Schematic illustrating arousal-state circuitry in narcolepsy and cataplexy. Hypocretin (Hcrt) neurons and their projections to wake-promoting regions (see Fig. 3) are absent in narcolepsy. Presumably as a compensatory consequence, pontine cholinergic supersensitivity (thick lined box), monoaminergic hypoactivity in the amygdala (thin lined boxes) and increased numbers of HA neurons develop. Neuronal populations that are active during cataplexy (yellow) include regions that are also active during wakefulness and REM sleep. Cataplexy can be triggered by positive emotional stimuli that activate neurons in the mPFC and amygdala, which then may disinhibit REM sleep atonia circuitry. In individuals without narcolepsy, HCRT excitation onto LC neurons could balance the GABAergic inhibition from CeA to maintain normal muscle tone. Activation of the atonia circuitry is mediated by withdrawal of GABAergic inhibition of SLD neurons from the vlPAG and monoaminergic inhibition from the DR and LC. Direct activation of SLD neurons could result from upregulated cholinergic mechanisms in the LDT/PPT. Cataplexy can be alleviated by antidepressants that increase noradrenergic tone via blockade of α2 autoreceptors; mechanisms of GABA_B therapeutics for cataplexy are unknown, but may involve inhibition of SLD neurons to suppress atonia.
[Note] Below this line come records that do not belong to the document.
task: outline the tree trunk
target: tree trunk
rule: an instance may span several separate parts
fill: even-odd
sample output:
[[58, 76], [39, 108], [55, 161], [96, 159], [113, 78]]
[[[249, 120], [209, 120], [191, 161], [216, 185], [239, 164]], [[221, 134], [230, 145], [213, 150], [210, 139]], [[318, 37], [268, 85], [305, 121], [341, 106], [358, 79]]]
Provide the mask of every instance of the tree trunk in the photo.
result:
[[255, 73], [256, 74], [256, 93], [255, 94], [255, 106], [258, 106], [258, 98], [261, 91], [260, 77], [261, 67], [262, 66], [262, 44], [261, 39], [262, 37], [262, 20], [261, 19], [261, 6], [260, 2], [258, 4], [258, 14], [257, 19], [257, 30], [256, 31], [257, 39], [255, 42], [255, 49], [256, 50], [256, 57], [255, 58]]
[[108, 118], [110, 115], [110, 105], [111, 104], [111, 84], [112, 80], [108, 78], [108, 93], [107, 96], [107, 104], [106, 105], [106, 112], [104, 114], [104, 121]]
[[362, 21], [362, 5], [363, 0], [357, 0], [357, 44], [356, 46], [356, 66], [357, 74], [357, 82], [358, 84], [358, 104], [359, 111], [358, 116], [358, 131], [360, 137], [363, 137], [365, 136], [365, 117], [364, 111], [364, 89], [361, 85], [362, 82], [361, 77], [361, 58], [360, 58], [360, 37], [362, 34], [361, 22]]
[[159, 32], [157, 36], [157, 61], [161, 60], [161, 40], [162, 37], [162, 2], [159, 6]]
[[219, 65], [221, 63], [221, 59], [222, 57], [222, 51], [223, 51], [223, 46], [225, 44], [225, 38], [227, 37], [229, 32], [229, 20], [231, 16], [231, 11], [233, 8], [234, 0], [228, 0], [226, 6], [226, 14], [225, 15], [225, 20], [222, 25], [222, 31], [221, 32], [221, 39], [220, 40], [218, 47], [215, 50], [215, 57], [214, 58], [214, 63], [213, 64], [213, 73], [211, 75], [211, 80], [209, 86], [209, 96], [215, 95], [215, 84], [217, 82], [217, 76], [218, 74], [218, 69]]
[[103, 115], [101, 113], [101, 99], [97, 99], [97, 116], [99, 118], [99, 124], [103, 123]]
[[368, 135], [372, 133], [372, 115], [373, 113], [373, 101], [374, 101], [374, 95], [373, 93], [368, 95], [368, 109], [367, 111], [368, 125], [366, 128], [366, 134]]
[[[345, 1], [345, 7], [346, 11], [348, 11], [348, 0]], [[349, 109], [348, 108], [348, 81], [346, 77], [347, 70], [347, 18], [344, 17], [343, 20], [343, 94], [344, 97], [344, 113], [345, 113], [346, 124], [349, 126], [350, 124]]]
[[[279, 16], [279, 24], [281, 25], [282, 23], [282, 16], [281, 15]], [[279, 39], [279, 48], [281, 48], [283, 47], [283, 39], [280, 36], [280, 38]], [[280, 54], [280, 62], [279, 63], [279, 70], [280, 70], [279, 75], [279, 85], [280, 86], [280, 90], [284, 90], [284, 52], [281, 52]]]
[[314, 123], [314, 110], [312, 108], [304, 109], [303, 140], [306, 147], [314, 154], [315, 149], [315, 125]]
Key: see Fig. 3.

Fig. 5

The narcolepsy/cataplexy assay for orexin/ataxin-3 transgenic mice. (A) Cataplexy density (the number of cataplexy bouts per time awake) and (B) percent time awake during the 6 h following pretreatment with almorexant (ALM, black) vs. vehicle (VEH, white) at ZT12 and treatment with desipramine (DES 0–5 mg/kg) 30 min later. Two-way repeated measures ANOVA: * p < 0.05 vs. VEH pretreatment, *p < 0.05 vs. DES (0 mg/kg); n = 4.